Acting Brooklyn District Attorney Eric Gonzalez leads one of the largest DA offices in America, but he is not well known to voters. Gonzalez hopes to change that as he battles in a crowded Democratic primary for district attorney this year. NY1's Jeanine Ramirez filed the following report.

Eric Gonzalez says when he wrote his law school application, he said he wanted to be a public prosecutor.

Now, Gonzalez is the top prosecutor in Brooklyn, a dream realized for the lifelong Brooklynite who was not sure if he would even attend college.

"My mom and my father were separated, so we lived very much paycheck to paycheck," he said. "And I didn't know any lawyers. I didn't have anybody in my family that had gone to college."

Growing up, Gonzalez spent a lot of time in an East New York park playing baseball. He remembers it as rough place with drugs and gangs. 

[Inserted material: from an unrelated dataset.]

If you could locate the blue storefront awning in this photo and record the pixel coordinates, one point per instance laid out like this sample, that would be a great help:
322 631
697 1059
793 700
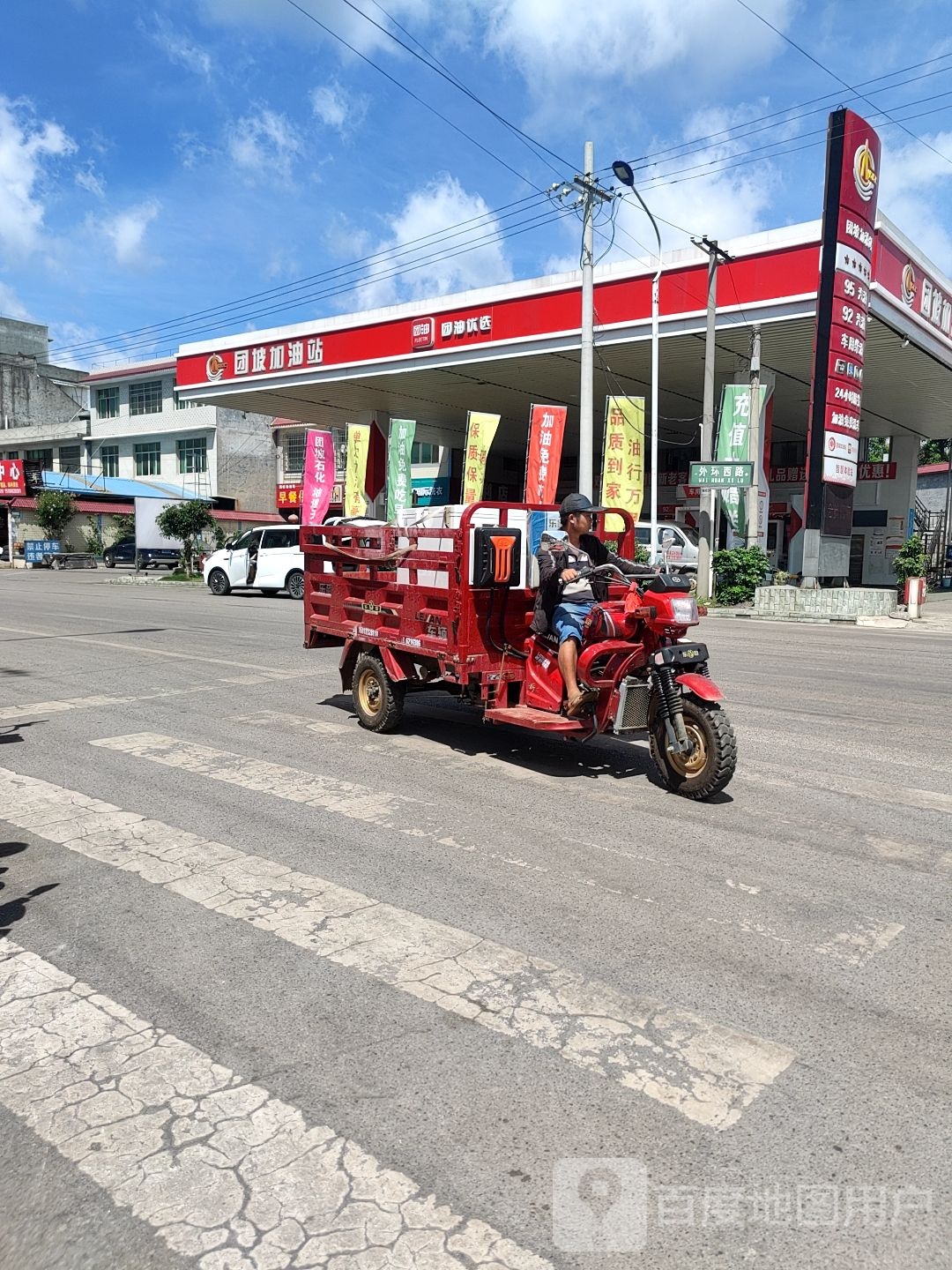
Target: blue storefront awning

"They tried to take my sneakers," Gonzalez said. "I was able to struggle and fight them off."

He only began to think of a life beyond his neighborhood when he joined the Puerto Rican leadership club ASPIRA at John Dewey High School.

"I know I would not be here but for ASPIRA because they were the first people to take interest in me in sort of an academic way," he said.

He went on to Cornell University and then the University of Michigan Law School, where he met his future wife Dagmar. She teaches at a Williamsburg grade school, which the youngest of their three boys attends. 

"I'm a Bronx girl, but Eric converted me to Brooklyn after we met and moved back to New York from law school. We settled in Williamsburg and we've been here ever since," Dagmar Gonzalez said.

That was in 1995, when Gonzalez joined the Brooklyn district attorney's office, first under Charles Hynes, then Ken Thompson, who promoted him to chief assistant.

When Thompson died of colon cancer last fall, Governor Andrew Cuomo named Gonzalez as his acting replacement. He's quickly learning the politics and will launch his campaign in March for a four-year term, his first run for public office.

"I'm here now, and I'm here to do the job," he said.

Gonzlaez vows to continue Thompson's convictions review unit, which has helped to overturn 22 wrongful convictions and is reviewing 100 more cases. Another focus is reaching young people. He started a chess program with the Police Athletic League.

Gonzalez already has raised $1 million for his campaign.